En médecine, l’aptitude correspond à l’adéquation entre un poste de travail et l’état de santé du travailleur.
Dans la vie professionnelle comme dans le sport, les défauts visuels peuvent être un handicap à la pratique. Il est nécessaire de savoir si le travailleur répond aux exigences physiques et mentales.

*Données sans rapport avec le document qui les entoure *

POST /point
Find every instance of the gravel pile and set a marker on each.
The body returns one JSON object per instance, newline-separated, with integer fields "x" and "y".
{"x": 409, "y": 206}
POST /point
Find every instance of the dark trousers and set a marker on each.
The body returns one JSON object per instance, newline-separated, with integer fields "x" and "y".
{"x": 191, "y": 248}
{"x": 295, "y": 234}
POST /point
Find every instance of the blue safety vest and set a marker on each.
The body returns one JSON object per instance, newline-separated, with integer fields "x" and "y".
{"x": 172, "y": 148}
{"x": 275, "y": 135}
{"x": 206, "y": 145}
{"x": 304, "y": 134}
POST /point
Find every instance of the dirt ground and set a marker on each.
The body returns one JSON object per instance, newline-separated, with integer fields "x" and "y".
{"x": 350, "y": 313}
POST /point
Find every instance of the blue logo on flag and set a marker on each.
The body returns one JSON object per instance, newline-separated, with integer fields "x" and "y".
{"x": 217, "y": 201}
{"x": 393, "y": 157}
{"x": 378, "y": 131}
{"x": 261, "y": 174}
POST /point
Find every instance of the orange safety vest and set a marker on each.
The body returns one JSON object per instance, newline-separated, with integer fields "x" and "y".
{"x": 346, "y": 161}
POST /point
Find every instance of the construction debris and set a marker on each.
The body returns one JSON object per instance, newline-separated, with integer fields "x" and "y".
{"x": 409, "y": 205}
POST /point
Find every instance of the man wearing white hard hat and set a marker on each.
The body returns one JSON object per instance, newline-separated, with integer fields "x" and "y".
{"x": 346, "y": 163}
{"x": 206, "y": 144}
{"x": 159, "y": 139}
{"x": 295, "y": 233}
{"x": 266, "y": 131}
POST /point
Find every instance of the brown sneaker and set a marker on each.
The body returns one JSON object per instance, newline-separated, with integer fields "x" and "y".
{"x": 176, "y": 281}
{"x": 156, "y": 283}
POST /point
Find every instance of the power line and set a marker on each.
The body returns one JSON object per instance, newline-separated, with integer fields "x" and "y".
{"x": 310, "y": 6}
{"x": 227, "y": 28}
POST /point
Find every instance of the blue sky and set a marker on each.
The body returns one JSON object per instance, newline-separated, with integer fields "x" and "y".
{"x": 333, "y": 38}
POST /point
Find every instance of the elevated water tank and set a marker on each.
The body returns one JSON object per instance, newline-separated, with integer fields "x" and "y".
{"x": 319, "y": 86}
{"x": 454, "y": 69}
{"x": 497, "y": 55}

Il est le seul à pouvoir dire si le salarié est apte ou non à travailler. C’est le médecin du travail qui s’occupe de la fiche d’aptitude, délivrée à l’embauche, lors des visites périodiques, d’un arrêt de travail ou d’une absence de plus de trois semaines.
Le médecin de travail peut délivrer une restriction d’aptitude de travail qui exclut certaines situations dangereuses pour le salarié. Cette restriction vise le poste, pas le salarié.
L’ophtalmologiste ne peut absolument pas déterminer l’aptitude définitive au travail, mais doit informer le patient de ses déficiences visuelles et prescrire les corrections nécessaires, comme des lunettes de vue ou des systèmes particuliers de verres comme les verres progressifs.
Il est tenu par le secret professionnel ne peut divulguer aucune informations à des tiers. Il peut seulement convaincre son patient d’informer le médecin du travail du diagnostic.
Certaines aptitudes nécessitent d’être contrôlées par des médecins spécialisés, qui connaissent très bien les milieux concernés.
Par exemple en aptitude aéronautique civile, le médecin doit être titulaire d’un diplôme de médecine aéronautique et spatiale et faire un contrôle de connaissance tous les trois ans. Certains milieux sportifs nécessitent également la présence d’un médecin agréé, comme pour la Fédération Française des Parachutistes.
Pour définir l’aptitude visuelle, de nombreuses fonctions visuelles sont à tester :
- L’acuité visuelle centrale de loin, qui est testée grâce à l’échelle d’acuité visuelle logarithmique en vision de loin.
- Les champs visuels monoculaire et binoculaire correspondent à l’espace vu par un œil immobile regardant droit devant lui. Le champ visuel est notamment important pour la conduite.
- La vision des couleurs est testée en binoculaire. Le test d’Ishihara permet de dépister le daltonisme.
Cette planche par exemple fait partie de la série permettant de dépister la confusion bleu vert / orangé. Les sujets « anormaux » ne perçoivent aucun chiffre.
- Le « sens stéréoscopique » ou d’appréciation des distances peut être dépisté par le test de Lang où il faut distinguer les quatre formes, ou le test de TNO, qui permet de tester la vision en relief.
- Il y a également la vision nocturne, plus rarement la vision des contrastes et les tests d’éblouissement, très peu pratiqués.
Si l’inaptitude visuelle est décrétée, certains métiers peuvent être interdits. Cependant, les normes mises en place n’ont pas de fondement scientifique. Les tests en situation réelle ou sur simulateur permettraient une meilleure appréhension des dangers réels.